Russia ranks seventh in the largest countries in terms of population. According to an official estimate of Federal State Statistic service for 1 January 2015, permanently 146.3 million citizens reside in Russia.

It is not surprising that most of the population (78%) are the Russians. According to the census 2010 ten largest ethnicities are follows: the Tatars (3.7%), the Ukrainians (1.4%), the Bashkirs (1.1%), the Chuvashs (1%), the Chechens (1%), the Armenians (0.8%), the Avars (0.6%), the Mordvins (0.5%), the Kazakhs (0.4%), the Azerbaijanis (4%). The Tatars, the most numerous nation after the Russians, live mostly in Tatarstan and Bashkortostan. They represent the largest group in Russia professing Islam.

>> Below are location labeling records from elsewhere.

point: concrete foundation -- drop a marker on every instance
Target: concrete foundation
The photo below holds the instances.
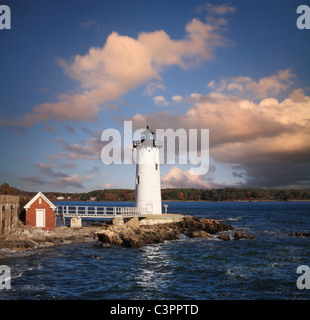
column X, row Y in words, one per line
column 161, row 218
column 118, row 221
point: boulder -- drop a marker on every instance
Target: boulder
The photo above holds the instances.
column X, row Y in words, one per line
column 198, row 234
column 238, row 235
column 224, row 236
column 31, row 243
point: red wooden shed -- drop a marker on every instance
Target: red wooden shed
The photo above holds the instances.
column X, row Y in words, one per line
column 40, row 212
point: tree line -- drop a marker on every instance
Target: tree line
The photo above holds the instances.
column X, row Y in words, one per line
column 180, row 194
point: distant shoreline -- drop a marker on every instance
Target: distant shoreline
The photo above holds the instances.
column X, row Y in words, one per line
column 293, row 200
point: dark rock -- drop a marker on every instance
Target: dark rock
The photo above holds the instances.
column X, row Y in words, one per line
column 198, row 234
column 224, row 236
column 238, row 235
column 31, row 243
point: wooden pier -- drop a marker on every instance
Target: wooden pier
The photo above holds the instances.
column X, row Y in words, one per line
column 97, row 212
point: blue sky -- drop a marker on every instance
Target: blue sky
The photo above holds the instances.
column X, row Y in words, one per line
column 72, row 69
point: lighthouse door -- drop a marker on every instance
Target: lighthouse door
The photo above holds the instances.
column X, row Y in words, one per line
column 149, row 207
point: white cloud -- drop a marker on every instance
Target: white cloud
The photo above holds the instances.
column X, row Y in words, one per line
column 265, row 87
column 161, row 101
column 176, row 178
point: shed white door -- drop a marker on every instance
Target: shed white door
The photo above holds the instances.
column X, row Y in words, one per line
column 40, row 218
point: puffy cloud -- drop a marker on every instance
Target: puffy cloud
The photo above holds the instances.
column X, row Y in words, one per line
column 269, row 139
column 176, row 178
column 90, row 150
column 246, row 86
column 161, row 101
column 106, row 73
column 73, row 180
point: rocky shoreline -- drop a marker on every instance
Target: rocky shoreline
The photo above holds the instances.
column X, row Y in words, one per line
column 128, row 235
column 192, row 227
column 25, row 238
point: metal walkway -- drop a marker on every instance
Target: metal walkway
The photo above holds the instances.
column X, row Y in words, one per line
column 100, row 212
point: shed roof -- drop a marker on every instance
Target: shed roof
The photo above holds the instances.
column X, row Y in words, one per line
column 38, row 195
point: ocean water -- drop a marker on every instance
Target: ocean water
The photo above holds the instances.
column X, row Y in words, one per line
column 195, row 269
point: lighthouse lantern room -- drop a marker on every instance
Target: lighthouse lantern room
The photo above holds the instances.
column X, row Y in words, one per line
column 148, row 192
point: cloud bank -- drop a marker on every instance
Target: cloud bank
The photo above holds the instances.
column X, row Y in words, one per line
column 267, row 139
column 123, row 63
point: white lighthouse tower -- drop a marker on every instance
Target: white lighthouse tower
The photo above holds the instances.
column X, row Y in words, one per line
column 148, row 192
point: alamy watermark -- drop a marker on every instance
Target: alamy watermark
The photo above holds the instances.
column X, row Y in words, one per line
column 188, row 152
column 303, row 21
column 5, row 17
column 303, row 281
column 5, row 277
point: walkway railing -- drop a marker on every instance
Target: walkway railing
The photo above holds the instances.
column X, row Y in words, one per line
column 100, row 212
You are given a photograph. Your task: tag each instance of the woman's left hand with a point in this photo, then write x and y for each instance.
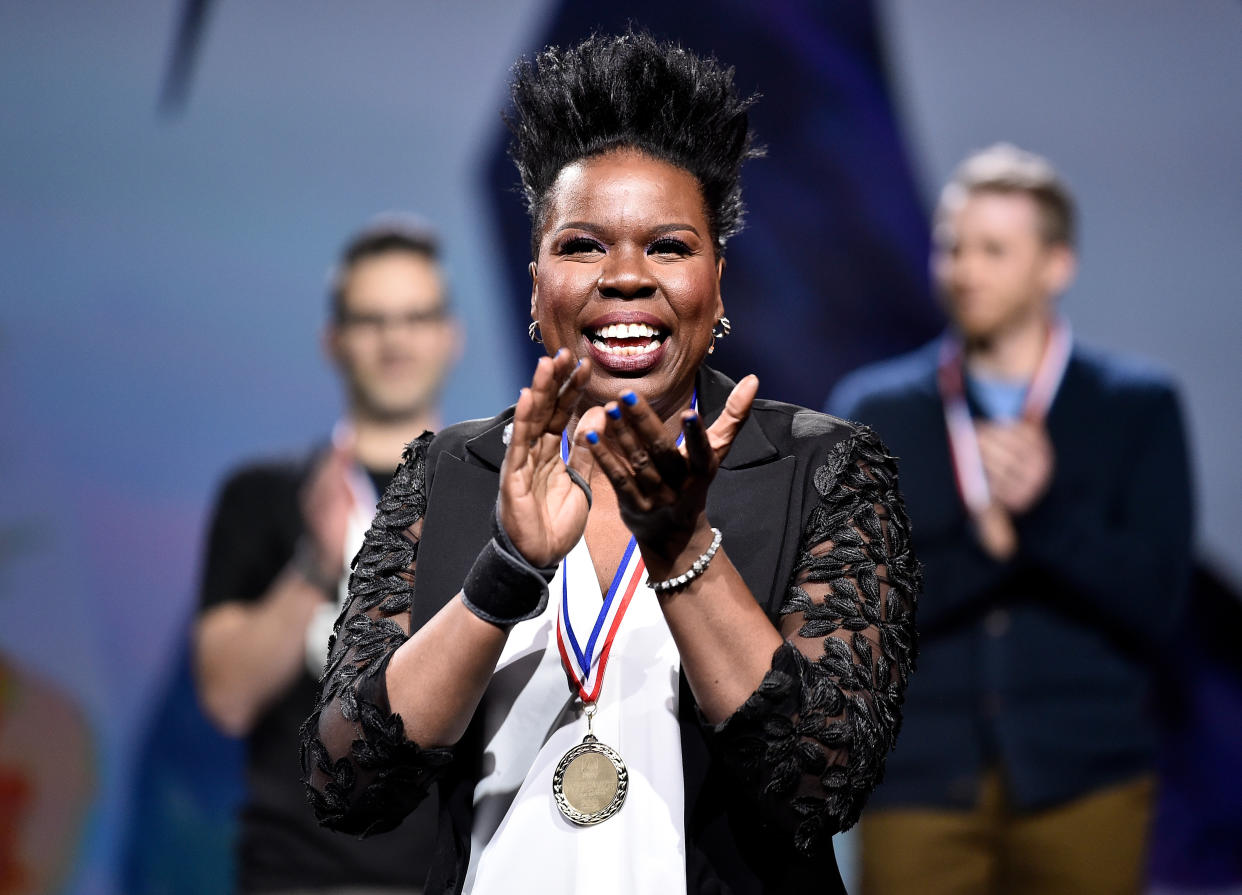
(661, 487)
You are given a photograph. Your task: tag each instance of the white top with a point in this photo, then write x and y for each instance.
(521, 843)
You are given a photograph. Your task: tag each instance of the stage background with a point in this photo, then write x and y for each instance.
(163, 277)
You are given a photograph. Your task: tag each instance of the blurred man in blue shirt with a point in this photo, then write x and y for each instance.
(1050, 492)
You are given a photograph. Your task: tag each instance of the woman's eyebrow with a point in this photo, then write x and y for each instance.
(578, 225)
(671, 227)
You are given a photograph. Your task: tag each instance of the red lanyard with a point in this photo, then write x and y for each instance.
(968, 463)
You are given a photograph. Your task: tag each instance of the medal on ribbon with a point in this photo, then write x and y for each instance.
(591, 781)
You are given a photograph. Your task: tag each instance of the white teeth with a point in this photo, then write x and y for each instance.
(626, 351)
(626, 330)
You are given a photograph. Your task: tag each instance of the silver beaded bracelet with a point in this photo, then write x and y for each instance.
(662, 587)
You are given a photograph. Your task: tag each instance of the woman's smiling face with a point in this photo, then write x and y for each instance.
(627, 276)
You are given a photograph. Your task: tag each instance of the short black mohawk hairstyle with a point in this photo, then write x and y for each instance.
(631, 91)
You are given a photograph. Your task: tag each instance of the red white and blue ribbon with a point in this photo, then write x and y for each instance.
(585, 658)
(968, 462)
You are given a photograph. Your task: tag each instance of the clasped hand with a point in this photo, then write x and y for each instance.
(661, 487)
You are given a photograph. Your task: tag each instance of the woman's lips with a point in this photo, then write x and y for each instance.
(627, 360)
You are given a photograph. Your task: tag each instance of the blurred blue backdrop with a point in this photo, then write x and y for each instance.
(163, 277)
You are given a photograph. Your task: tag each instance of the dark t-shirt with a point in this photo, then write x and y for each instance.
(253, 533)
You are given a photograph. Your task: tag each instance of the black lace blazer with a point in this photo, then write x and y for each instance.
(814, 521)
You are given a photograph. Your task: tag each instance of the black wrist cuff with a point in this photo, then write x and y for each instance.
(502, 586)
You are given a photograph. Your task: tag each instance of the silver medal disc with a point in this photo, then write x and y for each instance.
(590, 782)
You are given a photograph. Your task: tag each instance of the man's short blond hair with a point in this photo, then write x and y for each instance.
(1005, 168)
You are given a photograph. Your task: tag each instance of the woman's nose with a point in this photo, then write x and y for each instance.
(625, 274)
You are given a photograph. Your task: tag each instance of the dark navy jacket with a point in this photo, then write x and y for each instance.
(1040, 665)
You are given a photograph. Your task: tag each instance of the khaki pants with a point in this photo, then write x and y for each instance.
(1094, 844)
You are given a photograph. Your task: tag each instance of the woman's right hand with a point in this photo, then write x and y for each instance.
(540, 507)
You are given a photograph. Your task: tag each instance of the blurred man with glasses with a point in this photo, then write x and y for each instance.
(276, 566)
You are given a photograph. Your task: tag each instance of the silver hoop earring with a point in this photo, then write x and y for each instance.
(724, 329)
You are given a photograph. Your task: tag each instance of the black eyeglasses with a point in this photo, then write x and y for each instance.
(378, 323)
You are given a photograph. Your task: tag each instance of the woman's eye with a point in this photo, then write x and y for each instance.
(668, 246)
(580, 245)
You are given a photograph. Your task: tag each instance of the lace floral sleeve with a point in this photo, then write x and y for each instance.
(363, 773)
(814, 737)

Russia is an ethnically diverse country. There are more than 180 different ethnic groups in Russia. The small nationalities inhabit certain areas of the country and generally speak their own languages.

Ethnographers unite indigenous peoples of Russia in several regional groups that are close not only geographically, but also culturally and historically:

Peoples of the Volga and the Urals – the Bashkirs, the Kalmyks, the Komi, the Mari, the Mordvins, the Tatars, the Chuvashs and the Udmurts.

Peoples of the North Caucasus: the Abazas, the Adyghe, the Balkars, the Ingush, the Kabardins, the Karachays, the Ossetians, the Circassians, the Chechens, people of Dagestan (the Avars, the Aghuls, the Dargins, the Kumyks, the Laks, the Lezgians, the Nogais, the Rutuls, the Tabasarans and the Tsakhurs).

Peoples of Siberia – the Altay, the Buryats, the Tuvans, the Khakas, the Shors, the Yakuts and nearly three dozen of small-numbered indigenous peoples of the North (0.6% of the total population).

Each nation speaks its own language. In total there are 27 languages considered official in different regions of Russia, along with Russian and 180 more other languages that don’t have official recognition. Some of them are close to extinction.

Most believers in Russia profess Ortchodox Christianity (41%). Interestingly, the majority of people indicated themselves as Orthodox believers don’t attend church regularly.

Islam is the second largest religion in Russia (6.5%). It is the prevailing religion amongst some Caucasian ethnicities (the Chechens, the Ingush and the Adyghe), and amongst some Turkic peoples (the Tatars and the Bashkirs).

Other common religions of Russia are Buddhism (0.5%), Judaism and Protestantism (0.2%).

Three-quarters of the total russian population live in cities, and, what is more, over 10% live in the two major cities, Moscow (8%) and St.Petersburg (3,5%). 13 other big cities have a population of more than a million people.

Russia is considered one of the most multinational state in the world. Despite this fact the Russian population density is low (8,4 people per sq km/22 per sq mi) partly due to the country’s vast size and its harsh climate. Most of the population is concentrated in European Russia, near the Ural Mountains and in southwest Siberia.